Research Explained: Identification of Novel CSNK2A1 variants and the genotype-phenotype relationship in patients with Okur-Chung neurodevelopmental syndrome: a case report and systematic literature re

Authors: Ruo-Hao Wu, Wen-ting Tang, Kun-yin Qiu, Xiao-juan Li, Dan-xia Tang, Zhe Meng, Zhan-wen He

Publication Date: May 26, 2021

Research Explained By: Brad Davidson, CSNK2A1 Foundation Science Communication Intern

Link to article: https://www.ncbi.nlm.nih.gov/pmc/articles/PMC8161887/

 

Research Explained Summary:

This case report profiles two new OCNDS patients, then expands to broadly review the literature of all reported OCNDS patients to identify potential correlations between each patient’s specific genetic mutations and any symptoms they experience. 

 

The first patient arrived at the clinic at age 3 with severe growth retardation and recurrent febrile seizures.
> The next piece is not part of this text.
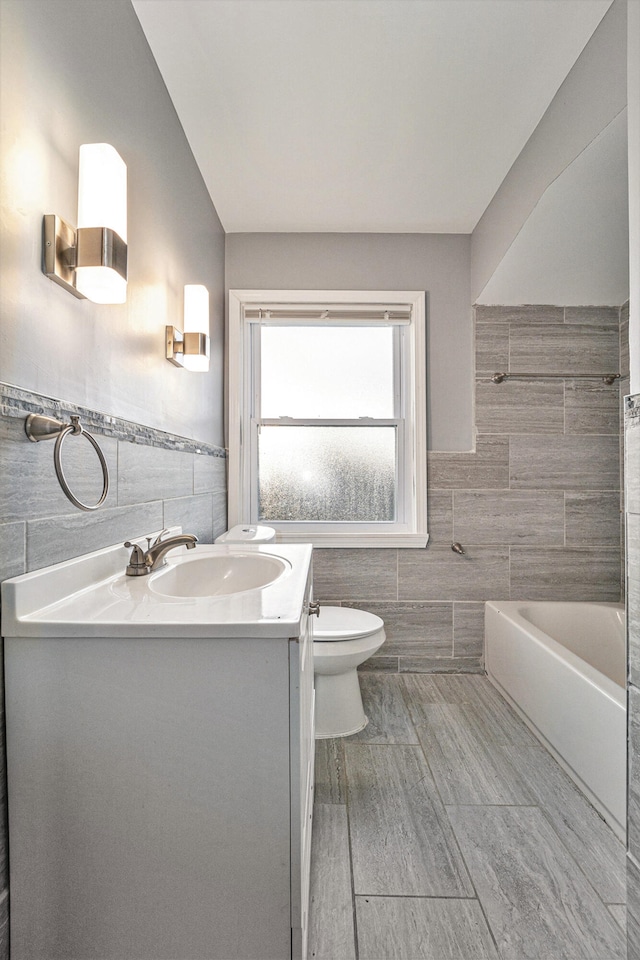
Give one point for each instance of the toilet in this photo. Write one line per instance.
(343, 638)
Her development in terms of movement and speaking occurred at a normal pace, but she had her first febrile seizure at nine months of age, experiencing a total of five episodes. All the seizures went away on their own and didn’t require treatment. During her initial consultation, other reported abnormalities included a smaller than usual pituitary gland (a gland which regulates most hormones in the body), and mild immunodeficiency. The second patient arrived at the clinic at age 2, also with major growth delay. This patient’s developmental milestones were severely delayed – she could not yet sit, stand, or speak. However, unlike the first patient, she had a perfectly functioning immune system.

 

Genetic testing was performed on both patients, finding mutations in the CSNK2A1 gene. Each patient had a different mutation, with the first patient having p.H160R, while the second had p.R80C. Both mutations were predicted to be the major cause of their symptoms. A full search of the OCNDS literature revealed 35 patients with detailed workups. The authors tried to link specific mutations found in CSNK2A1 to specific manifestations of OCNDS. The only connection they were able to find was mutations in a specific domain of the CSNK2A1 gene known as the “ATP/GTP binding-loop" were more likely to lead to multi-organ abnormalities, although these symptoms weren’t necessarily more severe. This study further illustrates the wide variety of manifestations of OCNDS and confirms the lack of a strong correlation between what mutation a patient has with their symptoms.